Once there, I refused to go inside the house. I was done. I was done with my hysterical friend. I was done with being forced to do what I did not want to do.
Her boyfriend tried to negotiate with me.
His electric gate, him and a bakkie standing between me and my freedom.
My adrenaline was racing. I was a caged animal.
Wild.
I looked at the walls. Noted the spikes. I would take any way out if it came to that.
I would not step foot in that house. Just try and make me.
Eventually, when he relented and opened the gate, I ran, for as long and as fast as I could.
It was light out. I knew the neighbourhood.
My only fear was that him and his girlfriend, my so-called friend, would come looking for me.
I ran and I walked for two hours, to the furthest friend I could think of…
I don’t know why. I guess I needed to embody my body. To walk it off, as they say.
But more so... Reclaim... Embody the body...Claim back.
But when you tell your story, if people think you are not sane of mind, they will not listen for the nugget of truth in what you are saying. Your narrative, your account of events is not trusted. Freak. Mental. All of it.
I had one friend. One friend.
She knew all she needed to know.
She looked at my frame, the tiny thing that I was then, and she saw it covered in bruises.
She went to that pool bar to confront the two guys.
And man could she handle a bat... If it came to it.
Yes, the manager there on the day told her, the one guy did have something of a penchant for brute force.
But life went on as normal.
Except for the sheer panic I felt for days afterwards every time I had to step into a car.

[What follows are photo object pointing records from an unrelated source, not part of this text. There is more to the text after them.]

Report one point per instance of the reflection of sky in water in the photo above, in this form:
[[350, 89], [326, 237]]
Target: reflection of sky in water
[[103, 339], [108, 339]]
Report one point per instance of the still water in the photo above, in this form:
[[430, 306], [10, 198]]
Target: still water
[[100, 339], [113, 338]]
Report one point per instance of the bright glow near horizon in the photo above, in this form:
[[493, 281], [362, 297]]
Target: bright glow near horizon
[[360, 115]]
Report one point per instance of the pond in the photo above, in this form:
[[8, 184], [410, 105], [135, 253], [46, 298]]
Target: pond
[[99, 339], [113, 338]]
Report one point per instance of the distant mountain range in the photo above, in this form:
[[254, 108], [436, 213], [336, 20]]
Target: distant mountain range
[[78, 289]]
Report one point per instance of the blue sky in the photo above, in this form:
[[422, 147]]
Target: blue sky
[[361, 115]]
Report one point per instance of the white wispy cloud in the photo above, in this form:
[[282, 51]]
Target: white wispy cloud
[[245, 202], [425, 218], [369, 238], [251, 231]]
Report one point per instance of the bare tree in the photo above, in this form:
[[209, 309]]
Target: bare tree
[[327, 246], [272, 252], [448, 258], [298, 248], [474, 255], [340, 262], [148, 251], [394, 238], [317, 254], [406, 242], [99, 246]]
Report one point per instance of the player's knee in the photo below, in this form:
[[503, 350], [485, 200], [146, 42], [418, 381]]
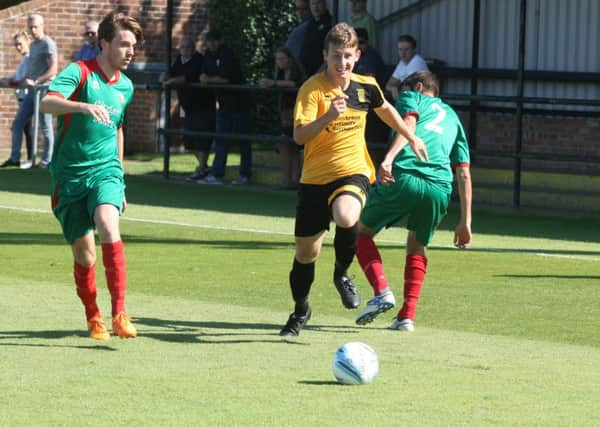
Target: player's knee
[[85, 258], [306, 256]]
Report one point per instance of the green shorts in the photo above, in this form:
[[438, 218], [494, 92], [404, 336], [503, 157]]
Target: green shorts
[[74, 205], [423, 202]]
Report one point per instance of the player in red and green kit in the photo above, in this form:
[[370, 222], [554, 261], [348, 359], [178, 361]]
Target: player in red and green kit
[[416, 189], [88, 191]]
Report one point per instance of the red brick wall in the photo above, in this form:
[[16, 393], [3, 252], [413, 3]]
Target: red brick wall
[[64, 21], [546, 135]]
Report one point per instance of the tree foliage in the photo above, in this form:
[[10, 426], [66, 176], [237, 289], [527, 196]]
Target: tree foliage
[[254, 29]]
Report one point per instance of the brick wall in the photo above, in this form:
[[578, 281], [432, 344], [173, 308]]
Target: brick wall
[[545, 135], [64, 21]]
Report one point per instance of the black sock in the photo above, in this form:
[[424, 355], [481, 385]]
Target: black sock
[[301, 279], [344, 244]]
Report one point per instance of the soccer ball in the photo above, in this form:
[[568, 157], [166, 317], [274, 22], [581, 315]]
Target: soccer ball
[[355, 363]]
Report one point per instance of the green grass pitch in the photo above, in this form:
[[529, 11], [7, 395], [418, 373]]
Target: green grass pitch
[[507, 331]]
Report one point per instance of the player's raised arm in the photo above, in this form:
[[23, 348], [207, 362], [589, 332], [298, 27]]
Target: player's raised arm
[[57, 105], [309, 131], [462, 234]]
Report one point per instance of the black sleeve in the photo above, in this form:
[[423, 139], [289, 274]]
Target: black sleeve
[[194, 69]]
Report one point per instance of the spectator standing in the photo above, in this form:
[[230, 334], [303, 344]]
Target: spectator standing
[[222, 66], [311, 54], [198, 105], [42, 68], [362, 19], [287, 73], [417, 190], [370, 62], [88, 189], [410, 62], [90, 48], [21, 41], [296, 36]]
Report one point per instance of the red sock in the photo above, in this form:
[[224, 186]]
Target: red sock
[[414, 275], [113, 257], [85, 280], [370, 261]]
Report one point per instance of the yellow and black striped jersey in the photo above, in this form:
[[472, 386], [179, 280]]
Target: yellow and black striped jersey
[[340, 149]]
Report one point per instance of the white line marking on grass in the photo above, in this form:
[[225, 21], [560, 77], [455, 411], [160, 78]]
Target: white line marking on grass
[[580, 257], [164, 222], [211, 227], [283, 233]]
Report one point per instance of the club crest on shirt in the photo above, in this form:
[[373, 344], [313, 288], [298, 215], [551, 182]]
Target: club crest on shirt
[[361, 95]]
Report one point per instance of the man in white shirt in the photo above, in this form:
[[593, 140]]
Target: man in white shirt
[[410, 61]]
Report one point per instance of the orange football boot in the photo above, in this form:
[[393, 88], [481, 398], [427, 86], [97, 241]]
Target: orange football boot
[[98, 329], [123, 327]]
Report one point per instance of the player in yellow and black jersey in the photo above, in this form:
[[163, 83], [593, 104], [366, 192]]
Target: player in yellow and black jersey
[[329, 121]]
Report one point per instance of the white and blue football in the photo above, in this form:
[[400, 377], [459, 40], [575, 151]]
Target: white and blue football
[[355, 363]]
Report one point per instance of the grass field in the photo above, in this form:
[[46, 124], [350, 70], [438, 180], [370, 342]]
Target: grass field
[[507, 332]]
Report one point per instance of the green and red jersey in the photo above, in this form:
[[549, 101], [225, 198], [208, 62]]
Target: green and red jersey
[[87, 149], [440, 129]]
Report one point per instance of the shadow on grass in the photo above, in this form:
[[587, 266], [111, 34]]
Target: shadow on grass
[[550, 276], [51, 239], [318, 382], [187, 331], [48, 335], [152, 191]]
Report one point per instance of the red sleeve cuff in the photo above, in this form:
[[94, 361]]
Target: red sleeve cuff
[[56, 94], [460, 165]]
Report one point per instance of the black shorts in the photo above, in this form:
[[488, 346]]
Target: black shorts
[[313, 213], [201, 121]]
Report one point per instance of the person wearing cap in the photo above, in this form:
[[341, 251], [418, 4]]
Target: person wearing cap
[[90, 48], [362, 19]]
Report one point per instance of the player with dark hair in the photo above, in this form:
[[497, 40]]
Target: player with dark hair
[[88, 190], [418, 190], [329, 121]]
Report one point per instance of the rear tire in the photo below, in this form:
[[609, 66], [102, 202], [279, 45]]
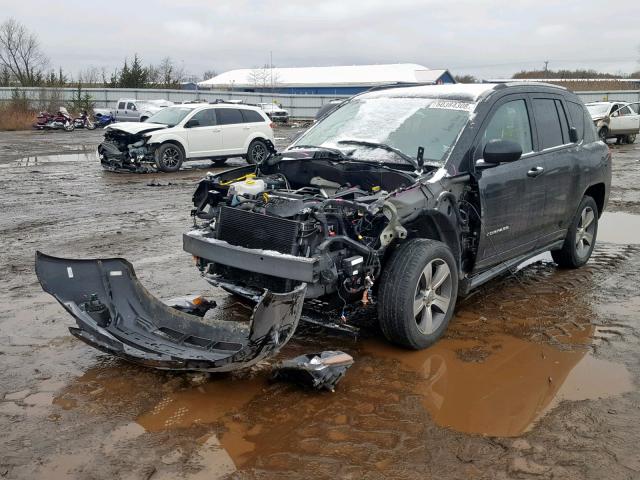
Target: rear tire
[[169, 157], [257, 151], [581, 237], [418, 292]]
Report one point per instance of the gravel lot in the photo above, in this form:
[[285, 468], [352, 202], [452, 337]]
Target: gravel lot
[[537, 376]]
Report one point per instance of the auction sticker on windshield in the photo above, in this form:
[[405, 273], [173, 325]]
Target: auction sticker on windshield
[[453, 105]]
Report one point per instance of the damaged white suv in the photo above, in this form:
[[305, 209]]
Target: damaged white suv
[[187, 132]]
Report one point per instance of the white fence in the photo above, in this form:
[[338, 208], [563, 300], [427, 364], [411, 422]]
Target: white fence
[[299, 106]]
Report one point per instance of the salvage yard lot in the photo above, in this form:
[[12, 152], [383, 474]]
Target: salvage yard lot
[[512, 391]]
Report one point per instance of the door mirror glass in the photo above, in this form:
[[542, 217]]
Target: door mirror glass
[[573, 135], [501, 151]]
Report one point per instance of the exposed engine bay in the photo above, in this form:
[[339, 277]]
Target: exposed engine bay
[[127, 151], [322, 221]]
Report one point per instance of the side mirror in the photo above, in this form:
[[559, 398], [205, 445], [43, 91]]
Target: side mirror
[[501, 151], [573, 135]]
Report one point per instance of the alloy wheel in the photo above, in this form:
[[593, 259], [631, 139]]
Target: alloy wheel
[[171, 157], [432, 296], [585, 231]]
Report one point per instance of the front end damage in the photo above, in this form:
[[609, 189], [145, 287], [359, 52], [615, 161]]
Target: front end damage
[[117, 315], [128, 149]]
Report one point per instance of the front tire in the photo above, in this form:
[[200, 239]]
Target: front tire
[[257, 151], [603, 134], [169, 157], [418, 292], [581, 237]]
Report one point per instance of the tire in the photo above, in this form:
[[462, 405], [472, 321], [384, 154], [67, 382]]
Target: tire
[[169, 157], [580, 240], [603, 134], [257, 151], [411, 313]]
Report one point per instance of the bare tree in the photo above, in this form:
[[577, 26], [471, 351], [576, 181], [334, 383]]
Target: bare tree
[[20, 53]]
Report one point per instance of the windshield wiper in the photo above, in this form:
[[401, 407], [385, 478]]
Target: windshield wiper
[[327, 149], [382, 146]]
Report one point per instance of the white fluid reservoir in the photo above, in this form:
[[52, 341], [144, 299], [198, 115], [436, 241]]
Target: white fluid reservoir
[[250, 186]]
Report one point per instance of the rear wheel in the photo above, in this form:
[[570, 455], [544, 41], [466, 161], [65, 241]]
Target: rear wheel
[[169, 157], [257, 151], [581, 237], [418, 292], [603, 133]]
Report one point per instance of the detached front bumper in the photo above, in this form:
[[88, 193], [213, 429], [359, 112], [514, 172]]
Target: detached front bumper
[[117, 315], [266, 262]]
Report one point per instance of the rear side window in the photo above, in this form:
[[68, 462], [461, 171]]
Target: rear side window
[[206, 118], [510, 122], [228, 116], [251, 116], [577, 118], [548, 122]]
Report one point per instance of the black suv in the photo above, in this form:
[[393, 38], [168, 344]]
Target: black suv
[[404, 197], [412, 194]]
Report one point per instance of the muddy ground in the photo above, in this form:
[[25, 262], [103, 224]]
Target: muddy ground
[[537, 376]]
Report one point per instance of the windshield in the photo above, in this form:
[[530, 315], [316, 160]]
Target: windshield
[[598, 109], [403, 123], [170, 116]]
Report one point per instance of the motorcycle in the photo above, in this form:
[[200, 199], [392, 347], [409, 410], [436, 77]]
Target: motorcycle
[[83, 121], [102, 120], [60, 121]]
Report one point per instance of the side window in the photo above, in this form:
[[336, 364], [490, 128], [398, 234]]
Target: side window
[[548, 122], [510, 122], [251, 116], [577, 118], [228, 116], [563, 121], [206, 118]]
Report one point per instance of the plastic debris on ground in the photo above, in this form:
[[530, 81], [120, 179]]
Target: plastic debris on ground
[[321, 371]]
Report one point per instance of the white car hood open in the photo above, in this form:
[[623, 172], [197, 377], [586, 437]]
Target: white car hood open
[[135, 127]]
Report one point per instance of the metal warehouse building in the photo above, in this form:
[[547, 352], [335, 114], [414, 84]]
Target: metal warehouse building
[[344, 80]]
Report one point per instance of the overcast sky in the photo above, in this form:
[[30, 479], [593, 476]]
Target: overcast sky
[[487, 38]]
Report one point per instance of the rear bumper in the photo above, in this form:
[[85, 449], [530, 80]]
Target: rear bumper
[[266, 262]]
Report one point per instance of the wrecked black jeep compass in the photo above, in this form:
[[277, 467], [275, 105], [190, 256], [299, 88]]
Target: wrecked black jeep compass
[[404, 197]]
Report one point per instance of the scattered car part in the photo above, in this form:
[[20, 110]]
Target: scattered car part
[[321, 371], [117, 315]]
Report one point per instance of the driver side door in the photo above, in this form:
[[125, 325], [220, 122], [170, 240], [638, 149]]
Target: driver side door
[[512, 195]]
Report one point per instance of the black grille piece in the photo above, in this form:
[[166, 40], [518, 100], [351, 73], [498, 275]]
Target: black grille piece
[[256, 230]]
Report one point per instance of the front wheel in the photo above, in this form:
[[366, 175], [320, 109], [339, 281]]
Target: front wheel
[[418, 292], [169, 157], [603, 133], [257, 151], [581, 237]]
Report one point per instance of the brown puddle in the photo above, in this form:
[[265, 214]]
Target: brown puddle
[[513, 384]]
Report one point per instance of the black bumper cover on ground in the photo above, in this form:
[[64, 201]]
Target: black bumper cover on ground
[[117, 315]]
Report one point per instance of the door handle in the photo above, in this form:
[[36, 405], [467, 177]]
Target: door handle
[[535, 171]]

But it was my fault you see? I was batshit.
And not everyone knows what to do when someone is having a panic attack. Rather just get rid of them as quickly as possible, right?
When someone has lost their mind, they lose all rights to the terms of their own body, you see? Don't you? But it ain't right. Never.
I kept my promise to that girl, a.k.a Kaffir Dog, to organise her 21st and get the funds and do all that needed doing. She even mentioned me in her speech.
Thanks for everything, Jocelyn. We all love you even though you can be totally bipolar sometimes. An awkward laughter in the room. I hadn't been diagnosed yet.
(Watch out for the power of words.)
So you know what?
Today, fuck it. I believe it when I read that people suffering from a mental condition are more likely to be the victims of violence than the perpetrators. And women, well.
That shit is real for me.
Call my narrative compromised. Say whatever you like. I don’t care.
Violence is never okay. Never.
So do better. Be better. And take your sorry excuses elsewhere. They have no place here.